10th August 2024

"Can you really ask what reason Pythagoras had for abstaining from flesh? For my part I rather wonder both by what accident and in what state of soul or mind the first man who did so, touched his mouth to gore and brought his lips to the flesh of a dead creature, he who set forth tables of dead, stale bodies and ventured to call food and nourishment the parts that had a little before bellowed and cried, moved and lived."
- Plutarch, De esu cranium I

I am exhausted. I don’t want to argue anymore. Arguments don’t matter. They seldom work when it comes to moral questions. People already think they know what’s good or bad – even if it’s only at an unconscious level: “I try to eat less meat and buy free-range eggs…” When they do something that they know deep down is wrong, they will try anything to stay on the surface of themselves: “… but it is too hard, and I love bacon, and and and”.

Being accountable to oneself is difficult. I sincerely believe that it is extremely painful. As painful as it is necessary. I don’t need to convince anyone that eating animal corpses is wrong.

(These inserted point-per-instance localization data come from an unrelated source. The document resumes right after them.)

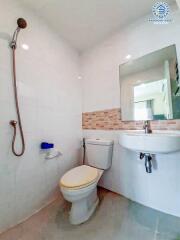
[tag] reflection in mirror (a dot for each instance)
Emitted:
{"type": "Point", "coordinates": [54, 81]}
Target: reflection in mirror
{"type": "Point", "coordinates": [150, 87]}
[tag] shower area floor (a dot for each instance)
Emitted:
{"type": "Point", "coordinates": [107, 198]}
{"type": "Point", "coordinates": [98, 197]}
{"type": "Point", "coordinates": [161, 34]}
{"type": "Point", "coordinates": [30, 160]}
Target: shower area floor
{"type": "Point", "coordinates": [116, 218]}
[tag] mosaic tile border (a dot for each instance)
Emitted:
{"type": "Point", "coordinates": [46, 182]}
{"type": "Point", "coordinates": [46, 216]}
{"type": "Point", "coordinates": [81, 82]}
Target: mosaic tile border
{"type": "Point", "coordinates": [110, 119]}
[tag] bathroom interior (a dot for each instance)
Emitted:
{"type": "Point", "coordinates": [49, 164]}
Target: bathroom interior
{"type": "Point", "coordinates": [89, 120]}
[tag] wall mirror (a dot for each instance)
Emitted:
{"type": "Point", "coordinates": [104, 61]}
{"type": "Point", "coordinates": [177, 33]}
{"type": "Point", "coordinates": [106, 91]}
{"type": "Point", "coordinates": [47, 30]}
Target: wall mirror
{"type": "Point", "coordinates": [150, 87]}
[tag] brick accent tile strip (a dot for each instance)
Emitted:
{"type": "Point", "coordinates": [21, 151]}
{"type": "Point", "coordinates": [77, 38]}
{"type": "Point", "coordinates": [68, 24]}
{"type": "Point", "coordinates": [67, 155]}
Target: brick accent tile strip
{"type": "Point", "coordinates": [111, 120]}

Anyone can know it, but few dare to really recognize it. Socrates: “No one does wrong willingly”. It is commonly thought that the meaning of this quote is that if you know deep down that something is wrong, then you will become incapable of doing it. After becoming vegan, I would add that if you do something objectively wrong, you will always find excuses to salve your conscience. You either make yourself believe you are forced to do it (I have no choice, it is too difficult, too expensive, etc.), or you try to convince yourself that it isn’t wrong (it’s natural to eat meat, we’re omnivores not herbivores, animals eat animals, cows don’t suffer from being milked, same goes for chickens who lay eggs, etc.).

We love to cultivate our own ignorance at all costs. We don’t know what’s wrong because we don’t want to know what’s wrong. Please, don’t make me change my comfortable life. Please, please, please, don’t make me sacrifice my own pleasure. I don’t want to think. I don’t want to see what I do. I don’t want to know who I am.